The U.S. Sentencing Commission has given retroactive effect to its proposed permanent amendment to the federal sentencing guidelines for crimes involving crack cocaine. The action could make 12,000 federal offenders eligible to seek a reduction in their prison sentence.
A dispropotionate number of those offenders were convicted and sentenced in the Richmond Division of the Eastern District of Virginia, largely as a result of Project Exile. The program prosecuted firearm cases that typically would have been tried in state court as federal offenses because of the harsher penalties available under federal law. Many of the defendants picked up on firearm charges also were involved in crack trafficking.
Michael Nachmanoff, the public defender for the Eastern District said about 885 defendants are from the Eastern District, twice as many as in any other district.
The amendment will take effect Nov. 1 unless Congress acts to disapprove it. The average sentence reduction for those offenders affected will be about 37 months. Even after that reduction, the average sentence for them will be about 10 years.
The proposed reductions are a result of the longstanding criticism of guidelines that originally subjected a crack cocaine trafficker to the same penalty as one dealing 100 times more powder cocaine.
The disparity in the treatment of powder cocaine and crack trafficking was justified because of the association of crack with violence and guns. However, the commission concluded in 1995 that the disparity was no longer defensible.
Critics contended that the disproportionate number of blacks sent to lengthy prison terms on crack charges undermined the integrity of the system.
The reductions follow the adoption last year of the Fair Sentencing Act of 2010, which lowered the penalties for crack cocaine trafficking. The commission’s action makes retroactive the effect of those reductions on sentences imposed earlier.

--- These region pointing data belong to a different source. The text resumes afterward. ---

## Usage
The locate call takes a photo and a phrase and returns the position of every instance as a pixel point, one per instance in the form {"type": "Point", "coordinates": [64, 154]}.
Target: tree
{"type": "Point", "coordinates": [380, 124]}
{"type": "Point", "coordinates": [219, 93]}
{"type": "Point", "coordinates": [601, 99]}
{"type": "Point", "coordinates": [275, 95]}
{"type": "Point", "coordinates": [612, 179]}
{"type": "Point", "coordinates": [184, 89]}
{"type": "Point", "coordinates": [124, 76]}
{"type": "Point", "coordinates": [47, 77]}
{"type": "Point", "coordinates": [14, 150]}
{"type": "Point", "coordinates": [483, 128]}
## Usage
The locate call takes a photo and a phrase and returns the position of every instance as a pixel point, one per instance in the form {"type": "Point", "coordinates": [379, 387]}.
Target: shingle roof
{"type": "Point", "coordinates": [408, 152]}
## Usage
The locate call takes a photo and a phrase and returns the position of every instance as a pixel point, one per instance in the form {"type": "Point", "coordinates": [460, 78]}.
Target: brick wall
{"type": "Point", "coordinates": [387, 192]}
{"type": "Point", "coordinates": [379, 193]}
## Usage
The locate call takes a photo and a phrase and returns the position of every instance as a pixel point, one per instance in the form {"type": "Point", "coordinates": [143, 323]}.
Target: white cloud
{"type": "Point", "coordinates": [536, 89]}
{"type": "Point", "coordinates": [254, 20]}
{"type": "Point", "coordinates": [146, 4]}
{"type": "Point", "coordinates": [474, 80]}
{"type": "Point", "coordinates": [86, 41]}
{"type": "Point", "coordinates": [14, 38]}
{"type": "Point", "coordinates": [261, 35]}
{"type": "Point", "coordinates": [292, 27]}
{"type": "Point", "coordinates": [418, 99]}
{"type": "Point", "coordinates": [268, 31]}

Reductions for individual defendants are still subject to court approval.
Many of the defendants who are eligible for sentence reductions already have had their sentences reduced once.
The commission authorized the first round of reductions in December 2007, when about 1,500 of the 20,000 defendants eligible for the reductions were in the Richmond Division.
Reviewing all those cases took about 18 months, but Nachmanoff said he expects the process to be more efficient this time because of that experience.
The Department of Justice cited public safety concerns in imposing the sentencing reductions in 2007 but generally supported the commission’s proposed reductions this time.
Studies showed that the recidivism rate for those released under the first program was lower than the recidivism rate in general, Nachmanoff said.